短剣のリーチでは追い払う事も出来ないので、刀を受けた瞬間、ゼウスは刃を仕込んだ右足でアルバートの足元を薙ぎ払った。
「相も変わらず、姑息な手を使いよる」
と言いつつも、その顔は嬉しそうで堪らないと言った感じに、アルバートは口角を吊り上げる。
「まともにやって勝てるとは思ってませんので」
ゼウスは短剣を一本仕舞うと、背中から長剣を抜き放った。
アルバートの攻撃スピードにある程度慣れた為、今度は攻撃も絡めて行く算段だ。
「ところで、後ろの女子は戦わぬのか?」
ゼウスの後方で怯えているワルキューレを、興味深く見つめるアルバート。
「か弱い女子高生なので、見逃してあげてください」
「か弱い、……か。お主の後に手合わせ願いたいものだな」
その視線に宿る殺気が、更に増したようにゼウスには見えた。
危険を感じたゼウスは、相手の虚を突く為、自らアルバートの懐へと踏み込む。
居合を主とするアルバートなら、防御は手薄と思ったのだが、その期待はすぐに砕かれる事になった。
悉く居合で叩き返されるのである。
(そんなに甘くないよねぇ)
剣聖に剣で勝てるとは思っていないが、やはり切り崩すには一筋縄では行かない。このままでは脱出の糸口どころか、無駄に体力が消耗していくだけだった。

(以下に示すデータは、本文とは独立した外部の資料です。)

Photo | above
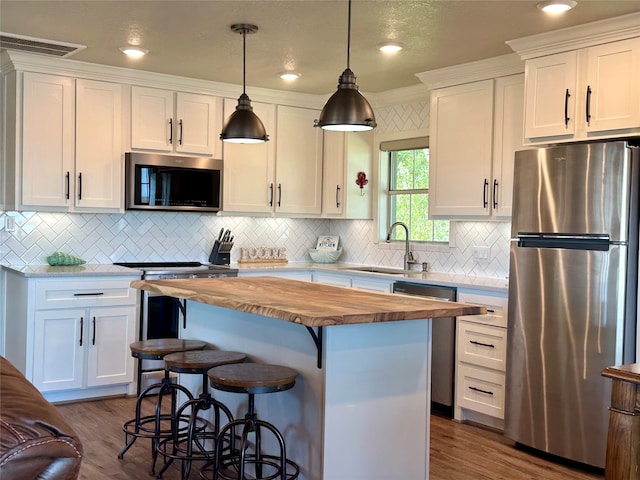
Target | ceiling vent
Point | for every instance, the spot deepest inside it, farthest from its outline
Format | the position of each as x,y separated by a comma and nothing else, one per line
42,46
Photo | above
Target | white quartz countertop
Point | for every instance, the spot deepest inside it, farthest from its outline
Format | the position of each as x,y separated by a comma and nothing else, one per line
87,269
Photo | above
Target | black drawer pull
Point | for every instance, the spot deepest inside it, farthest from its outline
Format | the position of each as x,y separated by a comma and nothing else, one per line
480,390
482,344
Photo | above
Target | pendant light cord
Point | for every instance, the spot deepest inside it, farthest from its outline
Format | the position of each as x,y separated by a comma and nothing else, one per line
349,36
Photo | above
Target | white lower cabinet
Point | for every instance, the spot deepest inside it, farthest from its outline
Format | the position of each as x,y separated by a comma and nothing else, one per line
70,336
481,347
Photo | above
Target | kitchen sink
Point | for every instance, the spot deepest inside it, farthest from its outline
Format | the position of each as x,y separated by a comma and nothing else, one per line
387,270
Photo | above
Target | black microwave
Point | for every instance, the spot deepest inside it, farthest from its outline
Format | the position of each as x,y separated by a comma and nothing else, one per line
166,182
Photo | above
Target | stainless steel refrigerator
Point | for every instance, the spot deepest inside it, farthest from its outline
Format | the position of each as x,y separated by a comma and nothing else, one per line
572,293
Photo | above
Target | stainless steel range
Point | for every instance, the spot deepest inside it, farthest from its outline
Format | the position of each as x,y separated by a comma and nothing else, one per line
160,315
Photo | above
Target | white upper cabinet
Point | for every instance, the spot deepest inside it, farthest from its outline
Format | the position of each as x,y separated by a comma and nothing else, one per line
345,155
249,169
175,122
582,82
66,150
298,162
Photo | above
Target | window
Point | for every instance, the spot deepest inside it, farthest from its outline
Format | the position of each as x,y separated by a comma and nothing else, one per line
409,197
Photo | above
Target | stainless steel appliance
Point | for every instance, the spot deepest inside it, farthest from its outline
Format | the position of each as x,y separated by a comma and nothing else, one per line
443,332
572,293
168,182
160,315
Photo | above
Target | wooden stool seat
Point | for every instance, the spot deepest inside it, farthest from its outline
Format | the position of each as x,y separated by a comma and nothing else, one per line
200,361
252,378
157,348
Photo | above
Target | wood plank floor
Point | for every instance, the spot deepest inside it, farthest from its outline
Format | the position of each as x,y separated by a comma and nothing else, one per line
458,452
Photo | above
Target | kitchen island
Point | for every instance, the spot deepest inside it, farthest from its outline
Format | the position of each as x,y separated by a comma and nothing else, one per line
360,407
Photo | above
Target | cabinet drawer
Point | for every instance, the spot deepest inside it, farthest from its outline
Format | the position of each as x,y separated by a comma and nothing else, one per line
480,390
86,293
482,345
496,308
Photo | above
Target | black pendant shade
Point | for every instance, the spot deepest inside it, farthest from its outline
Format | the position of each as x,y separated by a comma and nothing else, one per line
347,110
244,126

「そんなに頑張って、疲れませんか? もう良いお年でしょう」
「ははは! 気遣い感謝するが、いささかも堪えてはおらぬぞ。さあ、遠慮せず打って来るが良い!」
(やっぱりバーサーカーだわ)
何とかお取引き願おうと思ったが、火に油を注いでしまったか、更にやる気を出すアルバートに、ゼウスはげんなりする。
(こうなったら)
何度目かの打ち込みの後、大きく飛び退ったゼウスは最大限の力を込めて眼前の空間を薙ぎ払った。
「ぬっ?」
アルバートの足元を抉る様に放たれた斬撃は、床を捲り上げ前方の視界を塞ぐ。
逃すまいと瓦礫を切り開き、踏み込もうとした瞬間、目の前に迫る短剣の切っ先を既の所で躱すが、踏み込むきっかけを失ってしまった。
「ちぃ!」
瓦礫が収まった後の誰もいない空間を見つめ、アルバートは舌打ちをする。
「もう、終わりですか」
「はい、今日はもう帰りますので、お相手は結構ですよ!」
ワルキューレを抱えながら出口をぶち破って来たゼウスに、クラレンスは声をかける。が、座っていたベンチからは立とうとせず、あくまでそのまま見送るつもりの様だった。

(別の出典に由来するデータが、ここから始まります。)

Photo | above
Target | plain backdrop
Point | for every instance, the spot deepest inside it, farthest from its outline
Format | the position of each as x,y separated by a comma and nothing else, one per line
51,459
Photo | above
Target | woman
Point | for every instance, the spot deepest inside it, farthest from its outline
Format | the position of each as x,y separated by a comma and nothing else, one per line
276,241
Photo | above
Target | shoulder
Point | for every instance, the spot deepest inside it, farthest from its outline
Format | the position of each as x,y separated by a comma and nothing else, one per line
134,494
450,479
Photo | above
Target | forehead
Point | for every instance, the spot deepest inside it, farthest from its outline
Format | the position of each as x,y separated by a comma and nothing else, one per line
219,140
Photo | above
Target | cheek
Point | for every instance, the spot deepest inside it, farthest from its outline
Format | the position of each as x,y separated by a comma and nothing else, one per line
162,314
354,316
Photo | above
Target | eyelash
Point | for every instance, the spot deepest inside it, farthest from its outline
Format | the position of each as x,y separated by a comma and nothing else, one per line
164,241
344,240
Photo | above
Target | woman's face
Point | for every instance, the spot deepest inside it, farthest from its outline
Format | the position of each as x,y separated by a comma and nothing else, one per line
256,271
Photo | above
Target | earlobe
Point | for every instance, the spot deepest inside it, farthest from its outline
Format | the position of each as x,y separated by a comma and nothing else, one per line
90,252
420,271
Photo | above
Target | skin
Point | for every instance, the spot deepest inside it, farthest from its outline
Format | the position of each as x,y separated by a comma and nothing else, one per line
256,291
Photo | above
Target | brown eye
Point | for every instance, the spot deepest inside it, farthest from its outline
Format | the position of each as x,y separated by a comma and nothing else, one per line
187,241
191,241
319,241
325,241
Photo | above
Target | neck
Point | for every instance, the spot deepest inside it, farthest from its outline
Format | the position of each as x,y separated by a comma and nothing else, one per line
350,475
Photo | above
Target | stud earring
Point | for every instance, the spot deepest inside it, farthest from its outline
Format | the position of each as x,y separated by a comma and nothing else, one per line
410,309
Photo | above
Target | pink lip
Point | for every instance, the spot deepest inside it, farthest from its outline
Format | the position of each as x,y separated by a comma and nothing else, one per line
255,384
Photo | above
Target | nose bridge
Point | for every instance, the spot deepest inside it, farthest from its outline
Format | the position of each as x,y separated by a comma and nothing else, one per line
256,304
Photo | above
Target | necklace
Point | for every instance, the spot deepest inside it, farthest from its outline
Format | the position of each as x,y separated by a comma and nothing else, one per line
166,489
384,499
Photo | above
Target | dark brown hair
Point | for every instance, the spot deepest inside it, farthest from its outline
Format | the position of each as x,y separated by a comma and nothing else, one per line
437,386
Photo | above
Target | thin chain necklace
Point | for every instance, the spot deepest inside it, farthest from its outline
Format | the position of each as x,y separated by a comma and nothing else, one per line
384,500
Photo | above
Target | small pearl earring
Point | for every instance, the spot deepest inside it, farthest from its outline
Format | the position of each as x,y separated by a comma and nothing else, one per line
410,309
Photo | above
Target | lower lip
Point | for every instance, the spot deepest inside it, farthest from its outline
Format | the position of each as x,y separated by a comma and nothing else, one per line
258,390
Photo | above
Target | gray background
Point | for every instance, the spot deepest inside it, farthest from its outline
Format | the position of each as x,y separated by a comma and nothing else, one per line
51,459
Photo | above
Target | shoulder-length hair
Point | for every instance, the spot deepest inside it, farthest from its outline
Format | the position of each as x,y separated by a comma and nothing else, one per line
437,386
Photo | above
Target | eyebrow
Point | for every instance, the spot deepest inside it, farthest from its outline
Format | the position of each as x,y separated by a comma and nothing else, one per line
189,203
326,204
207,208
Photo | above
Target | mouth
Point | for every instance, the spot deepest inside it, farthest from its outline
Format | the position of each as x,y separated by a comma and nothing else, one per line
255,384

「リミットは二ヶ月ですので、それまでには帰って来てくださいね」
クラレンスはそう言うと、ダッシュで去って行くゼウスの後ろ姿にいつまでも手を振っていた。
「見逃したのか?」
手をふるクラレンスに、後から出てきたアルバートが声をかける。
「放っておいても、また来ますので。その時、お相手すれば良いではありませんか」
「ふん」
アルバートは鼻をならすと剣を収め、廃墟となった謁見の間へと戻っていった。